Consumer law to sunset
NEW YORK (AP) – Most American consumers have come to take the Fair Credit Reporting Act for granted. The law, enacted in 1970 and extensively updated in 1996, was designed to protect consumers’ credit information. It requires, for example, that consumers turned down for a loan get free access to their credit report. It gives the nation’s credit bureaus 30 days to investigate consumer challenges of data. It limits who has access to a consumers’ information and how they can use it.
Complacency over the law has given way to debate as the House and Senate – urged on by consumer groups and business lobbyists – face a Jan. 1 deadline to modify the bill.
The fights centers on provisions that will “sunset,” or expire, at year’s end if Congress doesn’t act. These provisions prevent states from imposing limits on the reporting and sharing of consumer credit information, reserving that responsibility for federal authorities.
The financial services industry wants Congress to reauthorize national standards, arguing that the FCRA as it stands has been beneficial for consumers by creating uniform national rules.
“If states enact different rules, consumers’ credit history is going to be dependent more on where they live than on their actual payment history,” argues Joe Rubin, director of Congressional affairs for the U.S. Chamber of Commerce in Washington, D.C. “If these pre-emptions fail, the system we’ve come to take for granted could be at risk.”
Consumer advocates, meanwhile, are urging Congress to give the states a role in creating credit policies in the seven areas they’re currently barred, including determining whether businesses can share a consumer’s credit information with “affiliated companies” and how long negative information can remain on a credit bureau report.
“We believe that privacy will be better protected and the accuracy of credit reports will be dramatically improved if the Congress reinstates states’ rights to enact state laws to protect consumers better,” said Ed Mierzwinski, consumer program director for the U.S. Public Interest Research Group in Washington, D.C.
He argued that states often are ahead of the federal government when it comes to consumer protection.
“States often get good ideas and pass them,” Mierzwinski said. “In our view, Congress doesn’t tend to act unless the states act first.”
The House Committee on Financial Services, chaired by Rep.

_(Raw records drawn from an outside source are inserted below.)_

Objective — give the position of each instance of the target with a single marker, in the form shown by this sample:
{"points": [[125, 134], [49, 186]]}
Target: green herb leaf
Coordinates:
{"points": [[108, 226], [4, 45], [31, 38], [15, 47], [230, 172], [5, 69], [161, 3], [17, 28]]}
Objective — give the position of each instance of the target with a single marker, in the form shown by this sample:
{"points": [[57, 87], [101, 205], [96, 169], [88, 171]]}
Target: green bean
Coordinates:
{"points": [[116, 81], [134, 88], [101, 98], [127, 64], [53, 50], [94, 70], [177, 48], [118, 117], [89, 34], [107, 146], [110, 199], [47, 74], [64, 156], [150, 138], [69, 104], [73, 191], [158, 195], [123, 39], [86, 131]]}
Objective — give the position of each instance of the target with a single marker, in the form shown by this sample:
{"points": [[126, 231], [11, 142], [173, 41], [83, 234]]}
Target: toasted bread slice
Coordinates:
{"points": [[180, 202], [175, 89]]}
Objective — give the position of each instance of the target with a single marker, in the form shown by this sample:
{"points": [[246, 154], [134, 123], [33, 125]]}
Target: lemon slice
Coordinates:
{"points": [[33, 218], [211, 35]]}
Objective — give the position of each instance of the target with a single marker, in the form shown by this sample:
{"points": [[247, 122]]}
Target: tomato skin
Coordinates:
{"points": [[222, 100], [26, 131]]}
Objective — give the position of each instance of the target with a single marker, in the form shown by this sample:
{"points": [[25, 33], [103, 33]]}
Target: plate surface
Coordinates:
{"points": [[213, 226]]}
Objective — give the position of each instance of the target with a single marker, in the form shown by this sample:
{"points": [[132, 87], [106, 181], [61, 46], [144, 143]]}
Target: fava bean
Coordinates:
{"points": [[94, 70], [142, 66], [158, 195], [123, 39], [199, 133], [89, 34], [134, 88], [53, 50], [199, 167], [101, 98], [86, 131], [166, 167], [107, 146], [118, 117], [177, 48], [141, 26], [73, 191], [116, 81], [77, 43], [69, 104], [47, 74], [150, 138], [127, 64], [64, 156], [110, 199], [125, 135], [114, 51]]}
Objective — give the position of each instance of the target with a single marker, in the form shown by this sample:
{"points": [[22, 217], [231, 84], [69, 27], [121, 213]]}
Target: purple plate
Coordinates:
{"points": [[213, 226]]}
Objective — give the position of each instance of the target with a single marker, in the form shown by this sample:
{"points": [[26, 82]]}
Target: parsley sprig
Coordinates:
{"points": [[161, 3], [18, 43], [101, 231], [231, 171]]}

Michael G. Oxley, already has begun hearings on the FCRA renewal. The Ohio Republican termed it this year’s “job No. 1.”
The Senate Banking Committee, headed by Sen. Richard Shelby, R-Ala., opens a series of informational hearings later this week.
The consumer finance industry is so concerned about the outcome that it has created a new group – the Partnership to Protect Consumer Credit – dedicated to “preserving our nationally consistent credit system.” It has set up a Web site at www.protectconsumercredit.org and launched an advertising campaign in Washington to get its points across.
Stuart Pratt, president of the Consumer Data Industry Association, a trade group for the consumer credit reporting industry and a member of the partnership, worries that failure to renew the national standards could end up increasing the cost of credit to consumers.
He noted that under the current system, adverse data such a loan delinquencies must be removed from credit reports after seven years. At least one state has proposed that delinquencies should be expunged from a consumer’s credit file as soon as they’ve been cleared up.
“Look at it from the lender’s point of view,” Pratt said. “If a future lender doesn’t know this consumer had financial problems, he’d have a harder time making a credit decision. The lender would have to spread risk differently, and that could likely lead to everyone paying more.”
The Consumer Federation of America, meanwhile, studied more than 500,000 credit files and found wide discrepancies in consumers’ credit scores. It concluded that inaccurate scores meant that millions of Americans were forced to pay more for credit, insurance and utilities – or were denied credit when they deserved it.
Mierzwinski of U.S. PIRG argues that the report underscores the need for broader reform.
“Instead of focusing on pre-emption, Congress ought to look at the flaws in the FCRA,” he said. “Let’s consider a stronger law.”